The RN model is first trained, and then makes predictions on the original patch-level training set. The patches with maximum confidence level lower than 0.5 are removed from the training set. As each patch is augmented to eight patches using data augmentation (“rotation” and “mirror”), if more than four of the augmented patches are removed, then the remaining patches are removed from the training set. The patch removal and model fine-tuning are performed in alternating sequence. A fixed validation set annotated by pathologists is used to evaluate the performance of fine-tuned model. Using DRAL resulted in a decline in the number of mislabeled patches. As a result, the performance of the RN model on the validation set is gradually improved. The DRAL stops when the validation classification accuracy is satisfactory or stops increasing. The training set filtered by DRAL can be seen as correctly annotated data, and can be used to train deeper networks such as ResNet, DenseNet, etc.

Atrous DenseNet (ADN)

The size of cancer areas in pathological images varies widely. To better extract multiscale features, we propose a deep learning architecture - atrous DenseNet - for pathological image classification. Compared to common convolution kernels [11], atrous convolutions can extract multiscale features without extra computational cost. The network architecture is presented in Fig. 3.

Fig. 3
figure3

Network architecture of the proposed atrous DenseNet (ADN). Two modules (atrous dense connection (ADC) and network-in-network (NIN)) are involved in the ADN. The blue, red, orange and green rectangles represent the convolution, max pooling, average pooling and fully connected layers, respectively

The blue, red, orange and green rectangles represent the convolutional layer, max pooling layer, average pooling layer and fully connected layers, respectively. The proposed deep learning network has different architectures for shallow layers (atrous dense connection (ADC)) and deep layers (network-in-network module (NIN) [20]). PReLU is used as the nonlinear activation function. The network training is supervised by the softmax loss (L), as defined in Eq. 2 as follows:

$$\begin{array}{@{}rcl@{}} L = \frac{1}{N} \sum_{i} L_{i} = \frac{1}{N} \sum_{i} - log(\frac{e^{f_{y_{i}}}}{\sum_{j}e^{f_{j}}}) \end{array} $$
(2)

where fj denotes the jth element (j[1,K], K is the number of classes) of vector of class scores f, yi is the label of ith input feature and N is the number of training data.

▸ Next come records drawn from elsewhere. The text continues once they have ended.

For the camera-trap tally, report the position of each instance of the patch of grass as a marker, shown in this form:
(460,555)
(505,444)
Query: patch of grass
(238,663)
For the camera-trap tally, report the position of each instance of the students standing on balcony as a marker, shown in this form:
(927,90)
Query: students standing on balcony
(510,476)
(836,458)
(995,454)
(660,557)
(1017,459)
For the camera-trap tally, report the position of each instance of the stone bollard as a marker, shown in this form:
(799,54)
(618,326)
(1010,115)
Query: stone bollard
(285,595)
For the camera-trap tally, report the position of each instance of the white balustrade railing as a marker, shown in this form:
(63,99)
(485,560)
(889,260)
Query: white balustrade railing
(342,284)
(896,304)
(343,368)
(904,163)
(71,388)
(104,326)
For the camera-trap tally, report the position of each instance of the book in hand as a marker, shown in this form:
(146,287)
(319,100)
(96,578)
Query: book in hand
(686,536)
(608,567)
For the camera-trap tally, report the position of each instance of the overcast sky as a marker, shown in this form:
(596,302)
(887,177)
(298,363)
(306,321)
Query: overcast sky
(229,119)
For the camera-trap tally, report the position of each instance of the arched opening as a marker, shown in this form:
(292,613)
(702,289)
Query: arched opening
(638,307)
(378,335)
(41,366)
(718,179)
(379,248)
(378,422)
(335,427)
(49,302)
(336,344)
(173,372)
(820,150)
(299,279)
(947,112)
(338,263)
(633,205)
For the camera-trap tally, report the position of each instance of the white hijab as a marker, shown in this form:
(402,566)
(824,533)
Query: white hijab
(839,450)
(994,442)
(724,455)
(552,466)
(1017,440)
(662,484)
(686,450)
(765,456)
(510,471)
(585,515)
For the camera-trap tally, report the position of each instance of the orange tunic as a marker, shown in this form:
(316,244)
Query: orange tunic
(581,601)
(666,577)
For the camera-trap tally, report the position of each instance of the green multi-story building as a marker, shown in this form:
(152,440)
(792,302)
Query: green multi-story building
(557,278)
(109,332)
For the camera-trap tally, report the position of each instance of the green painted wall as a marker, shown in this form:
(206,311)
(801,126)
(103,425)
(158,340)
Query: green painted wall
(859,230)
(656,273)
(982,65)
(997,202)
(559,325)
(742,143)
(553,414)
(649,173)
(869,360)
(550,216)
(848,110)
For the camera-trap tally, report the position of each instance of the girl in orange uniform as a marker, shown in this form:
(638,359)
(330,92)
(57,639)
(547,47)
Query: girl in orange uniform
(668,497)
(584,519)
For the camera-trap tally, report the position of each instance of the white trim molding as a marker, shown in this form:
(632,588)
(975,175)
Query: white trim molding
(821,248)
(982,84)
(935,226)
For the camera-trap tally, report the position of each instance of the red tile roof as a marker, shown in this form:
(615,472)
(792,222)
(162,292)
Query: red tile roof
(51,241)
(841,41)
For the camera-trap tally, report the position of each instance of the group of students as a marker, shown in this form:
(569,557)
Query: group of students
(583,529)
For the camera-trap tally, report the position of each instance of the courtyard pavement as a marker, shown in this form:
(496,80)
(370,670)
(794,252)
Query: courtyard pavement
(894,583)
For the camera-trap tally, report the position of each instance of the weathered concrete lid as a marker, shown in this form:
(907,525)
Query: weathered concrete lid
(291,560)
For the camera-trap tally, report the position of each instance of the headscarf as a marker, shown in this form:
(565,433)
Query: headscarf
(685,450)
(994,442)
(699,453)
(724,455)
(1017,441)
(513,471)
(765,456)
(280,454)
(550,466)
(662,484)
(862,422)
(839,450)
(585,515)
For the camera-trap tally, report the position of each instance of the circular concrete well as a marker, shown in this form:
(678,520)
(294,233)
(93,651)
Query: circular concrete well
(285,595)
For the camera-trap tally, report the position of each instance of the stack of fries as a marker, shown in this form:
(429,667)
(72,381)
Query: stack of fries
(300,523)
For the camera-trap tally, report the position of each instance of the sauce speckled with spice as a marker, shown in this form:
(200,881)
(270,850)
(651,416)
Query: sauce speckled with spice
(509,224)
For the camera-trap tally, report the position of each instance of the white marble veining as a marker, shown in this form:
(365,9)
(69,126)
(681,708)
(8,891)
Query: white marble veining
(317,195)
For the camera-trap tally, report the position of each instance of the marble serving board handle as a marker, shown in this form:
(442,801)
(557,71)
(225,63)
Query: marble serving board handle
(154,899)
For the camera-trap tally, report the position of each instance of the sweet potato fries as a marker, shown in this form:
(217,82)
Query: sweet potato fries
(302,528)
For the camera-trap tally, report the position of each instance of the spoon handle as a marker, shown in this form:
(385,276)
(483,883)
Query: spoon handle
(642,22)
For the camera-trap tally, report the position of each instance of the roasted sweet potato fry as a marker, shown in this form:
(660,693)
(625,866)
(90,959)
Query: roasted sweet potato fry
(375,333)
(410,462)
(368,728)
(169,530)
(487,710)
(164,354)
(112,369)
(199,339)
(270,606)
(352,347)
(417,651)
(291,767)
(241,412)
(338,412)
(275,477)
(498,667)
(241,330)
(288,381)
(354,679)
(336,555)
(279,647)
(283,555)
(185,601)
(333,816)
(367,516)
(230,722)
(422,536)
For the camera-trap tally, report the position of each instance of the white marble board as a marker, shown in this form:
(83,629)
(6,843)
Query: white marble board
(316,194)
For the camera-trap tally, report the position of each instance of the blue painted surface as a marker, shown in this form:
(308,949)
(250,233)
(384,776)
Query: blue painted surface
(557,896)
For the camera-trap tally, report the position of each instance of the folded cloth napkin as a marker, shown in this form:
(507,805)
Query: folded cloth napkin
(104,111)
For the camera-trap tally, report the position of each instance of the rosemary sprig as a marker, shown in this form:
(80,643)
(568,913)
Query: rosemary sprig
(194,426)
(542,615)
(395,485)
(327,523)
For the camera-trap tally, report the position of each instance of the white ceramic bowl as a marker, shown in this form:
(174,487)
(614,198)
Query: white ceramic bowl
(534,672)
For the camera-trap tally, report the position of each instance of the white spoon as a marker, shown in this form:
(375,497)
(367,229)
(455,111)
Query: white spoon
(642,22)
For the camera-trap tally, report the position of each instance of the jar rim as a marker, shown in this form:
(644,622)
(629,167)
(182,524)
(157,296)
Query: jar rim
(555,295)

Our ADC proposes to use atrous convolution to replace the common convolution in the original DenseNet blocks and a wider DenseNet architecture is designed by using wider densely connected layers.

Atrous Convolution Replacement

The original dense block achieved multiscale feature extraction by stacking 3×3 convolutions. As the atrous convolution has a larger receptive field, the proposed atrous dense connection block replaces the common convolutions with the atrous convolution to extract better multiscale features. As shown in Fig. 4, atrous convolutions with two dilation rates (2 and 3) are involved in the proposed ADC block. The common 3×3 convolution is placed after each atrous convolution to fuse the extracted feature maps and refine the semantic information.

Fig. 4
figure4

Network architecture of the proposed atrous dense connection (ADC). Convolutions with different dilation rates are adopted for multiscale feature extraction. The color connections refer to the feature maps produced by the corresponding convolution layers. The feature maps from different convolution layers are concatenated to form a multiscale feature

We notice that some studies have already used the stacking atrous convolutions for semantic segmentation [21]. The proposed ADC addresses two primary drawbacks of the existing framework. First, the dilation rates used in the existing framework are much larger (2, 4, 8 and 16) compared to the proposed ADC block. As a result, the receptive field of the existing network normally exceeds the patch size and requires multiple zeros as padding for the convolution computation. Second, the architecture of the existing framework has no shortcut connections, which is not appropriate for multiscale feature extraction.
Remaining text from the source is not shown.